Little is known about its history. In 1854, it is described as a prosperous mining camp. Its population in 1855 was recorded as 75. By 1858, it was connected by stage to Nevada City. In early 1859, a snowstorm crushed a number of homes and businesses, including a hotel, stable and slaughterhouse. It did not have a school house or a post office. Residents got their mail at Red Dog, until that post office closed in 1869, and sent their children to the Liberty Hill school district schoolhouse, located in neighboring Lowell Hill.
Its leading citizens included Caleb Remington, who owned a number of local mines and mills, was active in politics and ran unsuccessfully for county sheriff in 1854, and John Timmons, one of the builders of the Remington Hill and South Yuba ditches, who became a millionaire, lost it all and died in the poorhouse.
Remington Hill was almost destroyed by fire in 1902. The fire burned for about two weeks over an area six by seven miles, destroying much timber and a number of homes before it was brought under control.

Mining

Remington Hill lay on a gold bearing gravel channel on the Chalk Bluff Ridge, which lies between Steep Hollow and Greenhorn Creeks, tributaries of the Bear River. As the channel runs southwest, it joins a major channel running from the San Juan Ridge easterly through Red Dog and You Bet into Placer County. Remington Hill became a center for both hydraulic and drift mining. Water for hydraulic mining was brought from Steep Hollow Creek by a 16 mile ditch constructed between 1854 and 1857. One of the town's claims to fame was that large gold nuggets or gold bearing boulders were found in the vicinity.

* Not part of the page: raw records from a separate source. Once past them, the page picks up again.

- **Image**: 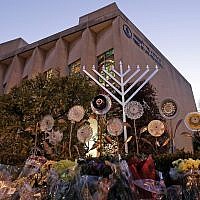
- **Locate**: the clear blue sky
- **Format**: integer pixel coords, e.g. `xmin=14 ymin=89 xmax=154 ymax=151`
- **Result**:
xmin=0 ymin=0 xmax=199 ymax=109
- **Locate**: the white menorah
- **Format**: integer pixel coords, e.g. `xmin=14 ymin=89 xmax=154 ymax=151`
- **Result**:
xmin=83 ymin=61 xmax=158 ymax=153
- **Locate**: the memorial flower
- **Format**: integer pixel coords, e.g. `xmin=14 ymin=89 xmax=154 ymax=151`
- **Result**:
xmin=148 ymin=120 xmax=165 ymax=137
xmin=172 ymin=158 xmax=200 ymax=173
xmin=77 ymin=125 xmax=93 ymax=143
xmin=124 ymin=101 xmax=144 ymax=120
xmin=184 ymin=112 xmax=200 ymax=131
xmin=68 ymin=105 xmax=85 ymax=122
xmin=40 ymin=115 xmax=54 ymax=132
xmin=107 ymin=118 xmax=123 ymax=136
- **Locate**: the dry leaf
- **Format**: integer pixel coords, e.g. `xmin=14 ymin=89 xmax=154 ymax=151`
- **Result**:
xmin=155 ymin=140 xmax=160 ymax=147
xmin=140 ymin=126 xmax=147 ymax=134
xmin=25 ymin=126 xmax=34 ymax=132
xmin=123 ymin=122 xmax=132 ymax=128
xmin=124 ymin=136 xmax=133 ymax=144
xmin=89 ymin=140 xmax=100 ymax=151
xmin=58 ymin=119 xmax=66 ymax=124
xmin=162 ymin=138 xmax=170 ymax=146
xmin=105 ymin=135 xmax=113 ymax=144
xmin=173 ymin=119 xmax=183 ymax=138
xmin=140 ymin=138 xmax=154 ymax=148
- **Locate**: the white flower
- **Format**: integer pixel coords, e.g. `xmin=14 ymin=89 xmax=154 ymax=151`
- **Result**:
xmin=124 ymin=101 xmax=144 ymax=120
xmin=107 ymin=118 xmax=123 ymax=136
xmin=77 ymin=125 xmax=93 ymax=143
xmin=40 ymin=115 xmax=54 ymax=132
xmin=68 ymin=105 xmax=85 ymax=122
xmin=184 ymin=112 xmax=200 ymax=131
xmin=148 ymin=120 xmax=165 ymax=137
xmin=159 ymin=98 xmax=178 ymax=119
xmin=46 ymin=130 xmax=63 ymax=145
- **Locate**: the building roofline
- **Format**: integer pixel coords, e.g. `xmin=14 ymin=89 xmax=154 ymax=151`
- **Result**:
xmin=118 ymin=12 xmax=191 ymax=85
xmin=0 ymin=4 xmax=120 ymax=61
xmin=0 ymin=37 xmax=28 ymax=46
xmin=0 ymin=3 xmax=191 ymax=86
xmin=79 ymin=2 xmax=119 ymax=24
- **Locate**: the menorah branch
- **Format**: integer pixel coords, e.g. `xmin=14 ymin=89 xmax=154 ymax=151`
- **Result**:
xmin=83 ymin=62 xmax=159 ymax=154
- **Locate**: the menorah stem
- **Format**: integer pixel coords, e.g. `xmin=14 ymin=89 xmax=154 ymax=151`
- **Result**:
xmin=122 ymin=104 xmax=128 ymax=153
xmin=120 ymin=62 xmax=128 ymax=154
xmin=83 ymin=64 xmax=158 ymax=156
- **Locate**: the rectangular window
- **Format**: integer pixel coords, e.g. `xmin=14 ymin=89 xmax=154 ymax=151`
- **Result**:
xmin=68 ymin=59 xmax=81 ymax=74
xmin=45 ymin=69 xmax=53 ymax=79
xmin=97 ymin=49 xmax=114 ymax=86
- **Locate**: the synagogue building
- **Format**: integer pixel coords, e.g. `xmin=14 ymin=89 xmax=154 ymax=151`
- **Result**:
xmin=0 ymin=3 xmax=196 ymax=151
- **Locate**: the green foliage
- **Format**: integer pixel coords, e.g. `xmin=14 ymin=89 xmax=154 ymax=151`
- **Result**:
xmin=0 ymin=131 xmax=33 ymax=166
xmin=0 ymin=73 xmax=98 ymax=165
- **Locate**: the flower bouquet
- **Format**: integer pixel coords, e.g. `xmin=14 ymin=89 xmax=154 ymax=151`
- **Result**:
xmin=170 ymin=158 xmax=200 ymax=199
xmin=173 ymin=158 xmax=200 ymax=172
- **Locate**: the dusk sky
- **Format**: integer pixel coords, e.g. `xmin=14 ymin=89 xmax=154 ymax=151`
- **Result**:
xmin=0 ymin=0 xmax=199 ymax=109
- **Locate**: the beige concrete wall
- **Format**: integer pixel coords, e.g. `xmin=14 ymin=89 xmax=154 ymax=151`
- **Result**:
xmin=81 ymin=28 xmax=96 ymax=68
xmin=96 ymin=25 xmax=112 ymax=56
xmin=0 ymin=38 xmax=27 ymax=57
xmin=0 ymin=63 xmax=7 ymax=93
xmin=118 ymin=17 xmax=196 ymax=152
xmin=44 ymin=38 xmax=68 ymax=76
xmin=4 ymin=56 xmax=25 ymax=92
xmin=68 ymin=37 xmax=81 ymax=65
xmin=22 ymin=47 xmax=45 ymax=79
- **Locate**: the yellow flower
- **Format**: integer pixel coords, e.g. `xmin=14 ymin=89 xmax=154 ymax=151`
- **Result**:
xmin=184 ymin=112 xmax=200 ymax=131
xmin=172 ymin=159 xmax=183 ymax=167
xmin=174 ymin=158 xmax=200 ymax=173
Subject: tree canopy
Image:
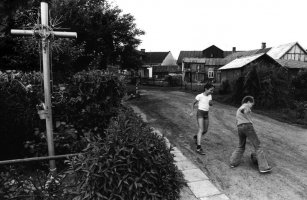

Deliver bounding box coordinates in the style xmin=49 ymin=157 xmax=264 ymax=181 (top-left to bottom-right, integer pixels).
xmin=0 ymin=0 xmax=144 ymax=71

Hydraulic mining came to an end in the early 1880s as a result of legal rulings banning the discharge of "tailings" into the Bear and Yuba Rivers. It was later estimated that 1,750,000 cubic yards of gravel had been excavated from Remington Hill. Drift mining continued profitably in the area into the early 1900s and sporadically thereafter. Today, there is nothing left of the town, but Remington Hill can be located on many digital maps.